Univariate and multivariate analyses of risk factors associated with HBV reactivation

A univariate and multivariate analyses were conducted to analysis the risk factor associated with HBV reactivation. The univariate analyses indicated serum HBsAb and HBcAb were risk factors associated with HBV reactivation after R-CHOP chemotherapy. Similarly, multivariate analyses show that low HBsAb level (OR = 0.917, P = 0.044) and positive HBcAb level (OR = 2.201, P <  0.001) were independent risk factors associated with HBV reactivation in DLBCL patients receiving R-CHOP chemotherapy (Table 4).

Table 4 Univariate and multivariate analyses for HBV reactivation

Discussion

This study demonstrated that the characteristics and prognosis were significantly different between HBV related DLBCL than non-HBV related DLBCL. For those DLBCL patients who were have both HBsAg sero-negative, they had a significantly higher risk of HBV reactivation compared with HBsAg-negative/HBcAb-negative patients after rituximab containing chemotherapy. Baseline HBcAb positivity and HBsAb negativity were independent risk factors for HBV reactivation in patients with DLBCL.

Chronic HBV infection was considered to be associated with lymphomagenesis, especially for DLBCL [22]. Also, several studies have demonstrated that the incidence of HBV infection was higher in patients with B-cell lymphoma than in the general population [23, 24]. Furthermore, our study demonstrated that CD20+ DLBCL patients with resolved HBV infection were more likely to experience HBV reactivation, compared with HBsAg-negative/HBcAb-negative patients using rituximab containing chemotherapy.

In this study, it stands to reason that DLBCL patients with HBsAg-negative/HBcAb-positive should monitor HBV serology, HBV DNA closely before each chemotherapy cycle. Furthermore, prophylactic antiviral treatments were thus recommended for HBsAg-negative/HBcAb-positive patients. Consistently, study recommend prophylaxis with antiviral drugs in all HBsAg-negative/HBcAb-positive patients who receive rituximab-containing regimens for hematologic malignancies because of a high risk of HBV reactivation [25]. Lamivudine is widely used for prophylaxis, while its efficacy is hampered by the development of viral mutations result in drug resistance [26,27,28]. Currently, the FDA approves antiviral drugs for inhibiting HBV replication, in addition to LAM, as well as telbivudine, adefovir, entecavir and tenofovir. Among them, LAM, telbivudine and adefovir are low-resistance barriers antiviral agents, while entecavir and tenofovir are antiviral drugs with potent anti-HBV effect and high-resistance barriers, so they are recommended as first-line drugs by various guidelines [29,30,31]. Maybe others antiviral agents such as entecavir and tenofovir would be more effective and associated with minimal resistance [32, 33], but it still need further study to confirm.

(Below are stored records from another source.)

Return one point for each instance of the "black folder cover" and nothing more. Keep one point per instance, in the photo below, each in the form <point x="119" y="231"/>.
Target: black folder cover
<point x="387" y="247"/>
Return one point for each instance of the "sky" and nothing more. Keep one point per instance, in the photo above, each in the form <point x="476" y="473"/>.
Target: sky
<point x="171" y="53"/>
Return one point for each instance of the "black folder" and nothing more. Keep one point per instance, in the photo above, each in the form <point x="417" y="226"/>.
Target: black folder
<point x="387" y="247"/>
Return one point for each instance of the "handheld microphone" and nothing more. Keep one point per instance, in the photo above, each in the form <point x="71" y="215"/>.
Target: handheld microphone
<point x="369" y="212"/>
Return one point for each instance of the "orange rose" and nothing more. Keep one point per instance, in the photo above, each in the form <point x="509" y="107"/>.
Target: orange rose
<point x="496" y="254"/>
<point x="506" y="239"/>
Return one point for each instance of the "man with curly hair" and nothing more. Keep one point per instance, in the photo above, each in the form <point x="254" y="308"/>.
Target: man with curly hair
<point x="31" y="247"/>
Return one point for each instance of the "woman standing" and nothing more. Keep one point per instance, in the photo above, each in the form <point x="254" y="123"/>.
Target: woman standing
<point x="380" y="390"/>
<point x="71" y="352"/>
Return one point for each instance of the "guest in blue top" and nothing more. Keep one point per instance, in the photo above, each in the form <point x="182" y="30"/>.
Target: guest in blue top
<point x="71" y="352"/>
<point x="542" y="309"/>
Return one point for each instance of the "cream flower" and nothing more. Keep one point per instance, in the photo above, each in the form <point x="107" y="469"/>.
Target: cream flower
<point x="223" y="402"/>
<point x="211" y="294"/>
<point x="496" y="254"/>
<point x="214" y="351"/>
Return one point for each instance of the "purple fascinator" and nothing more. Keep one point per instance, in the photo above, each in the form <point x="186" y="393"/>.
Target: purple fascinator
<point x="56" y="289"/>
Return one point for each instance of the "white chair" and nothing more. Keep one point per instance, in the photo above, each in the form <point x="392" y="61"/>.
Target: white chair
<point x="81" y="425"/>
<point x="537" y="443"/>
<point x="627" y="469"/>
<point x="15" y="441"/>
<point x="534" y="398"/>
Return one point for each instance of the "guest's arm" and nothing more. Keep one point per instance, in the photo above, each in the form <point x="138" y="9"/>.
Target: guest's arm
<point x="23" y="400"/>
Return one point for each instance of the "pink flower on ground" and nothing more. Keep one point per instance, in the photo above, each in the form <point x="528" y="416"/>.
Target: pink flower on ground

Our study had several key points. We compared the characteristics and prognosis between HBV related DLBCL than non-HBV related DLBCL. We also compared the incidence of HBV reactivation between HBcAb-positive and HBcAb-negative patients and identified risk factors for the occurrence of HBV reactivation. China is a high endemic HBV burden area [34,35,36], and this is the first study to confirm these findings However, this study was limited by its retrospective nature. Another limitation was that all the patients were come from a single institute. Prospective studies including more patients from more centres are required to confirm our findings and to determine the most effective monitoring and therapeutic strategies.

In conclusion, this study demonstrated that the characteristics and prognosis were different between HBV related DLBCL than non-HBV related DLBCL patients. DLBCL patients with resolved hepatitis B were at a higher risk of developing HBV reactivation after rituximab containing chemotherapy compared with HBsAg-negative/HBcAb negative patients. Close monitoring of HBV DNA levels and liver function and prompt antiviral therapy are required in these patients. More large-scale studies are required to identify host and viral factor that can help to predict the occurrence of HBV reactivation and thus allow the design of individualized strategies for preventing HBV-related hepatitis.